Dear Mexican: So how long can you keep up this racist shtick in an area where Latinos are the majority? You’re clever enough to use irony as a device to blunt your own just-kidding racism, but most of the Mexicans and pochos I know don’t care enough to bother with such clever tricks.
I’ve lived in L.A. most of the last 30 years, and I’ve worked and lived with many Mexicans and Mexican Americans here. I even married a couple of them. I’m raising a half-Mexican child right now. What I’ve noticed is that Mexican hate for gabachos is surpassed only by their hate for, roughly in order: blacks, non-Mexican Latinos (mostly those from Central American countries closest to Mexico) and Asians. Europeans, with the possible exclusion of the French, are held in relatively high regard—meaning you might not get spit in your burrito if they understand that your whiteness doesn’t preclude your shared status as enmigrantes. I’ve heard about how “inteligente” Hitler was from Mexicans far more than I ever heard it working with the white sons and daughters of slave states. And the Germans I’ve worked for over there were much kinder to their own Turkish and Italian laborers than I’ve seen Mexicans be to salvadoreños, guatemaltecos or—God forbid—blacks in the workplace.
Why this victim/oppressor ambiguity? Is it a mirror of the legacy of La Conquista? The Stockholm syndrome of your non-consensual Aztec hottie (great-times-15) grannies for your bearded Euro forefathers? Once you get your standard canned-insult response out of the way, please enlighten us all on this point.
Dear Human Gabacho: Mexicans hate no more than gabachos—no, seriously, look it up. And we worship whiteness no more than gabachos—no, seriously, look it up. Hate blacks? Y’all beat us by a bunch. Asians? The same. Gays? We might hate Central Americans un chingo, but it doesn’t compare to the gabacho treatment of Mexicans.
Really, the only difference between Mexicans and gabachos is that when we scarf down a bunch of hamburgers or bed a gabacha, we don’t appoint ourselves experts on the Mexican condition, unlike ustedes pendejos after a michelada and a morenita.

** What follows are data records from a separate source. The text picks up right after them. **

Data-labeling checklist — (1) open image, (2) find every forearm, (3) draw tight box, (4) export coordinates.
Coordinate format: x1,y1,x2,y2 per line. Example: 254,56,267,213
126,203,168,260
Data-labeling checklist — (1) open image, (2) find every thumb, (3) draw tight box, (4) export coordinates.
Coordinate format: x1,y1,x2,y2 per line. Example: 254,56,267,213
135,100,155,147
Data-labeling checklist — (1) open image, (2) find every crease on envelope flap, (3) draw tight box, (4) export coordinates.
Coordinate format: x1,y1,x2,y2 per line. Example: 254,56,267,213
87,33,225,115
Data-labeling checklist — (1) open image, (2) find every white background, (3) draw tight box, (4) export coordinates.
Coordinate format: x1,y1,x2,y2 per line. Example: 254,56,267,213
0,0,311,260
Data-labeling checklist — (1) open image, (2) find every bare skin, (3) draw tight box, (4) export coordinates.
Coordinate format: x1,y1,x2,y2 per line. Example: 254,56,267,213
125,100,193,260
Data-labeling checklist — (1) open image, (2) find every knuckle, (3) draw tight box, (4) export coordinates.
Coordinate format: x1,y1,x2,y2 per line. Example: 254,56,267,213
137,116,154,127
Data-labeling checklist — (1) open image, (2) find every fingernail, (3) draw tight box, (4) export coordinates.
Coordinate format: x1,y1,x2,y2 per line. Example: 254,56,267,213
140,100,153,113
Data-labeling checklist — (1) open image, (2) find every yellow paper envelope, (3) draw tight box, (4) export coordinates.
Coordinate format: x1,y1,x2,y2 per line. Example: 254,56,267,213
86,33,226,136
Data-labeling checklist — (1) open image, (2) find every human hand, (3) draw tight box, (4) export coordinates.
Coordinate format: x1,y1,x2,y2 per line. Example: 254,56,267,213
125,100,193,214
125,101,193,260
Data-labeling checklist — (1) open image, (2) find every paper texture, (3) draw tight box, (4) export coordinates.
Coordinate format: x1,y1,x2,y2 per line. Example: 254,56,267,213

Dear Mexican: I occasionally stumble upon news articles about your compadres sneaking in hundreds of pounds of illicit bologna and cheese from Mexico. The thought of eating bologna that’s been sitting in a hot car for a couple of hours is enough to make me gag.
So what’s the deal? What is it, exactly? How good can this stuff taste that it’s got to be smuggled in like kilos of weed? Surely there’s got to be a more legitimate source for it in Southern California, no?
Dear Gabacho: I would’ve answered this question, but I have to pay for my wheels of illegal queso de pata from Zacatecas. So I threw the pregunta to Javier Cabral, West Coast correspondent for Munchies and a fellow zacatecano.
“It’s a little-known fact that most of the cheeses that you find at supermarkets in the US are pasteurized, rubbery garbage,” Cabral told the Mexican. “This stands in stark opposition to the world of full-bodied, complex cheeses made from raw milk that most Mexis grew up eating before tunneling over to the U.S. I’m talking about sharp parmigiano reggiano-like quesos añejos and briney, mozzarella-like Oaxacan quesillo fit to be on the pizza scene of a Teenage Mutant Ninja Turtles movie. In some Mexican families, if your Mexican relatives show up without a neatly-wrapped ball of cheese, they might as well be excommunicated. Sadly, the stringent laws against raw milk in the American dairy industry do not allow for the production or sales of any true Mexican cheeses. Until that day comes, you best bet that the underground Mexican cheese trade will be as rampant as the Mexican poppy trade.”
As for Mexican bologna? Cabral and the Mexican have never heard of such thing. “However,” Cabral adds, “come back if you want to talk illegally imported carne seca from Sinaloa.”